Celui qui sent le besoin qu’il a du secours des autres, & qui ne cesse d’éprouver leur bienveillance, n’a nul intérêt de les tromper; au contraire, il a un intérêt sensible qu’ils voient les choses comme elles sont, de peur qu’ils ne se trompent à son préjudice. Il est donc clair que le mensonge de fait n’est pas naturel aux enfans; mais c’est la loi de l’obéissance qui produit la nécessité de mentir, parce que l’obéissance étant pénible, on s’en dispense en secret le plus qu’on peut, et que l’intérêt présent d’éviter le châtiment ou le reproche, l’emporte sur l’intérêt éloigné d’exposer la vérité. Dans l’éducation naturelle & libre, pourquoi donc votre enfant vous mentiroit-il? Qu’a-t-il à vous cacher? Vous ne le reprenez point, vous ne le punissez de rien, vous n’exigez rien de lui. Pourquoi ne vous diroit-il pas tout ce qu’il a fait, aussi naïvement qu’à son petit camarade? Il ne peut voir à cet aveu plus de danger d’un côté que de l’autre.
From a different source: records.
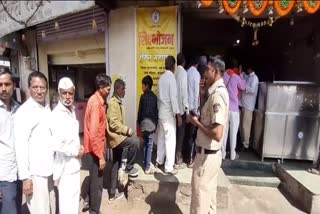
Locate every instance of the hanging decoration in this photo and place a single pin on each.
(221, 9)
(94, 24)
(56, 26)
(257, 7)
(231, 6)
(25, 23)
(311, 6)
(299, 6)
(245, 7)
(206, 3)
(283, 7)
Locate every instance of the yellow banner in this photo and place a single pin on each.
(156, 39)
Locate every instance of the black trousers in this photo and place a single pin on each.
(190, 136)
(125, 150)
(96, 184)
(180, 145)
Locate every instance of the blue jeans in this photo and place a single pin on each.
(147, 149)
(9, 197)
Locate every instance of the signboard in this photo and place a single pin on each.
(35, 12)
(156, 39)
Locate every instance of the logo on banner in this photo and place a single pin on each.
(155, 17)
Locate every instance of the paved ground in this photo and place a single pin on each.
(296, 168)
(245, 200)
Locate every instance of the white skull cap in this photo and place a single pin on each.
(65, 83)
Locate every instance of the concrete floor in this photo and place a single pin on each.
(245, 200)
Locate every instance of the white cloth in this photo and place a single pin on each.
(182, 89)
(69, 193)
(8, 164)
(33, 140)
(232, 128)
(65, 129)
(193, 88)
(249, 95)
(166, 143)
(39, 201)
(167, 98)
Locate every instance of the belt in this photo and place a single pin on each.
(206, 151)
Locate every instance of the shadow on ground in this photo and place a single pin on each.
(167, 189)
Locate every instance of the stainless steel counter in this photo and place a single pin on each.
(286, 123)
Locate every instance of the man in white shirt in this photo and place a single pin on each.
(8, 165)
(168, 110)
(247, 102)
(194, 103)
(182, 92)
(34, 145)
(68, 151)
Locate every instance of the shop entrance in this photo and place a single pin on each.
(289, 50)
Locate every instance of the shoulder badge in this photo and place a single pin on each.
(216, 107)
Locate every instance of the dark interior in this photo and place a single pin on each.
(287, 51)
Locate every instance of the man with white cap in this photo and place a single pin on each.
(68, 151)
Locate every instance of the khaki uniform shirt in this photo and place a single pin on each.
(215, 110)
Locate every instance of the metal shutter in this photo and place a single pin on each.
(74, 25)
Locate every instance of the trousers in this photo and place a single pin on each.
(245, 126)
(231, 128)
(204, 183)
(42, 200)
(166, 143)
(69, 193)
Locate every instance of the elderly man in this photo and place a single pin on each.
(8, 165)
(68, 150)
(182, 95)
(95, 139)
(194, 103)
(34, 145)
(234, 83)
(247, 102)
(214, 117)
(168, 110)
(124, 145)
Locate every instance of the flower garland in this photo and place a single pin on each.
(311, 6)
(231, 6)
(257, 7)
(206, 3)
(283, 7)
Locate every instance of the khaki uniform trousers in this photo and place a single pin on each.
(204, 183)
(245, 126)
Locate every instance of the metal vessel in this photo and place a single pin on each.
(286, 123)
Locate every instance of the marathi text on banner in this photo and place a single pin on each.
(156, 39)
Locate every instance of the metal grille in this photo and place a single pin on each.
(71, 26)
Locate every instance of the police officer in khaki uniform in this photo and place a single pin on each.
(214, 116)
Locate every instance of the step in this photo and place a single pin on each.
(250, 173)
(302, 187)
(167, 189)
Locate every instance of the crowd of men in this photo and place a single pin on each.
(40, 148)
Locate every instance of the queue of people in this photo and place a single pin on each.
(191, 117)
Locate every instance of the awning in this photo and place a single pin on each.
(17, 15)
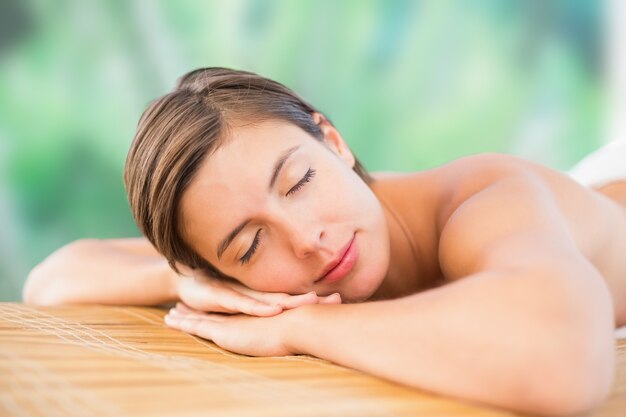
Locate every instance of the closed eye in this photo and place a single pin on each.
(307, 177)
(255, 243)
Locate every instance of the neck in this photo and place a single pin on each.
(401, 278)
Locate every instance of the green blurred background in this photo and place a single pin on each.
(410, 84)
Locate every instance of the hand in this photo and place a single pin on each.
(240, 333)
(204, 293)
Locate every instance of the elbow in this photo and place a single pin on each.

Le mensonge de droit est moins naturel encore, puisque les promesses de faire ou de s’abstenir sont des actes conventionnels, qui sortent de l’état de nature & dérogent à la liberté. Il y a plus; tous les engagemens des enfans sont nuls par eux-mêmes, attendu que leur vue bornée ne pouvant s’étendre au-delà du présent, en s’engageant ils ne savent ce qu’ils font. À peine l’enfant peut-il mentir quand il s’engage; car ne songeant qu’à se tirer d’affaire dans le moment présent, tout moyen qui n’a pas un effet présent lui devient égal: en promettant pour un tems futur il ne promet rien, & son imagination encore endormie ne sait point étendre son être sur deux tems différens. S’il pouvoit éviter le fouet, ou obtenir un cornet de dragées en promettant de se jetter demain par la fenêtre, il le promettroit à l’instant. Voilà pourquoi les loix n’ont aucun égard aux engagemens des enfans; & quand les peres & les maîtres plus séveres exigent qu’ils les remplissent, c’est seulement dans ce que l’enfant devroit faire, quand même il ne l’auroit pas promis.
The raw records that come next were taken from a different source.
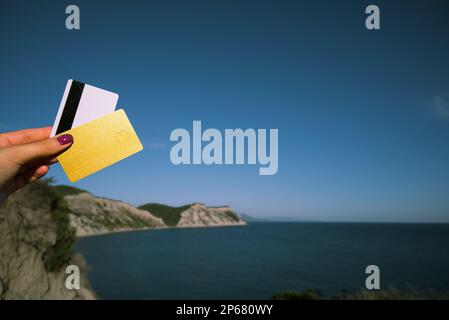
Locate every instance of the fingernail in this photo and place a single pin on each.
(65, 139)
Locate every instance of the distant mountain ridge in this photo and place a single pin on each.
(91, 215)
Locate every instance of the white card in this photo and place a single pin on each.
(80, 104)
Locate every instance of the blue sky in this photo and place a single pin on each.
(363, 116)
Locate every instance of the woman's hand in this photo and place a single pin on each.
(25, 156)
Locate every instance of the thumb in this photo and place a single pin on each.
(46, 148)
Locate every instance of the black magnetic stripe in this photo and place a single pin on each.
(71, 106)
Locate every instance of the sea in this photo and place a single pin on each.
(261, 259)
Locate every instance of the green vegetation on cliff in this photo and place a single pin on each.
(63, 190)
(170, 215)
(61, 252)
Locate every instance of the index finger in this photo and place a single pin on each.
(13, 138)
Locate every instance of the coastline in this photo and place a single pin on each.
(245, 223)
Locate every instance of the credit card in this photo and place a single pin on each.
(80, 104)
(99, 144)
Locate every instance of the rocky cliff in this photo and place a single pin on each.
(90, 215)
(36, 245)
(39, 225)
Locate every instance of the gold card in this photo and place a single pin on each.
(99, 144)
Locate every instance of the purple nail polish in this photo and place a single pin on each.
(65, 139)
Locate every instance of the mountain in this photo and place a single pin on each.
(36, 245)
(39, 225)
(91, 215)
(194, 215)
L’enfant ne sachant ce qu’il fait quand il s’engage, ne peut donc mentir en s’engageant. Il n’en est pas de même quand il manque à sa promesse, ce qui est encore une espece de mensonge rétroactif; car il se souvient très-bien d’avoir fait cette promesse; mais ce qu’il ne voit pas, c’est l’importance de la tenir. Hors d’état de lire dans l’avenir, il ne peut prévoir les conséquences des choses, & quand il viole ses engagemens, il ne fait rien contre la raison de son âge.

Il suit de-là que les mensonges des enfans sont tous l’ouvrage des maîtres, & que vouloir leur apprendre à dire la vérité, n’est autre chose que leur apprendre à mentir. Dans l’empressement qu’on a de les régler, de les gouverner, de les instruire, on ne se trouve jamais assez d’instrumens pour en venir à bout. On veut se donner de nouvelles prises dans leur esprit par des maximes sans fondement, par des préceptes sans raison, & l’on aime mieux qu’ils sachent leurs leçons et qu’ils mentent, que s’ils demeuroient ignorans & vrais.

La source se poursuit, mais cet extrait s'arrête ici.